The developer of another large LNG export terminal project on which Zachry is contractor, Plaquemines in Port Sulphur, La., has asked FERC for permission to add natural gas to a turbine generator as it nears anticipated service start later this year.  The first 1.8-billion-cu-ft-per-day phase of the project, being developed by Venture Global, is set for completion from 2024 to 2026, says Reuters based on analysts' reports. The second 1.2-bcfd phase would finish from 2025 to 2026. Plaquemines LNG has been described as a 20-million ton per year, $21-billion project.


Update: Court Temporarily Halts Biden LNG Pause 

Meanwhile, LNG export terminals are progressing in approvals—both from their developers and from FERC.

Sempra Infrastructure has finalized a fixed price EPC contract award with Bechtel for phase two of its Port Arthur LNG project in Port Arthur, Texas, which would double its total liquefaction capacity to about 26 million tons per year, the developer said on Juy 19.

No contract price was disclosed, but Bechtel currently is working on the plant's first phase, which was awarded in 2022 under a $10.5 billion fixed price EPC contract. Phase one is set to operate in 2027, phase two one year later. Sempra has not said when it will make its final investment decision on the second phase, which FERC approved last year and is set to add two liquefaction trains. Saudi energy giant Aramco will buy 5 million tonnes per year of LNG for 20 years from Phase 2 and will have a 25% ownership stake.

FERC also approved on June 27 construction of the Calcasieu Pass 2 (CP2) project near Lake Charles, La., being developed as well by Venture Global. It is adjacent to the firm's Calcasieu Pass LNG facility. The developer has said it expects to spend more than $10 billion on the two projects and selected Australia-based Worley last year as EPC contractor for CP2. 

The FERC approval, anticipated since last year, came in a 2-1 vote but was opposed by Democratic commissioner Alison Clements who left the agency at the end of June.
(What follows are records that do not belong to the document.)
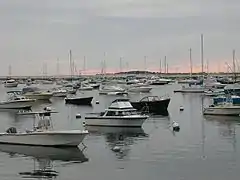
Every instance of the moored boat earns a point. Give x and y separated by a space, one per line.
43 134
153 105
10 83
226 109
36 93
16 102
79 100
119 114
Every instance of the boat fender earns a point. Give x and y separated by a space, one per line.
181 108
78 115
116 149
175 126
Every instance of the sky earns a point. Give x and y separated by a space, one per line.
34 34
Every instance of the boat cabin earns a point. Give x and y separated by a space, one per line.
120 107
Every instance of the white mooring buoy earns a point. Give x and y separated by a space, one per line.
116 149
175 126
181 108
78 115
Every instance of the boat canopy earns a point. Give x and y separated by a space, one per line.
121 104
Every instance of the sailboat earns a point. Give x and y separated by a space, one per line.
192 89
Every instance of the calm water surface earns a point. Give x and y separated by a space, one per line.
205 148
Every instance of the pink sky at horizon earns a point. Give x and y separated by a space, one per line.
213 67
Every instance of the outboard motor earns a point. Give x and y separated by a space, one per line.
11 130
New commissioners, representing both parties, will join FERC for upcoming oil and gas project votes.

But CP2 and Port Arthur still await separate gas export approvals by the U.S. Energy Dept.—a review paused by the Biden Administration in early 2024 for shipments to non-free trade agreement countries from those facilities and others not yet approved or in construction, while the agency studies development impacts on climate change. 

But on July 1, a federal court judge in Lake Charles issued a preliminary injunction against the pause, in a legal challenge by 16 states with Republican governors. It is not clear how soon the project export reviews will resume in advance of a final court ruling on case merits.

DOE disagreed with the injunction in a statement and said it “continues to review the court’s order and evaluate next steps.”

Venture Global did not announce the FERC approval of CP2 on its website but said in a statement that offsite construction is underway.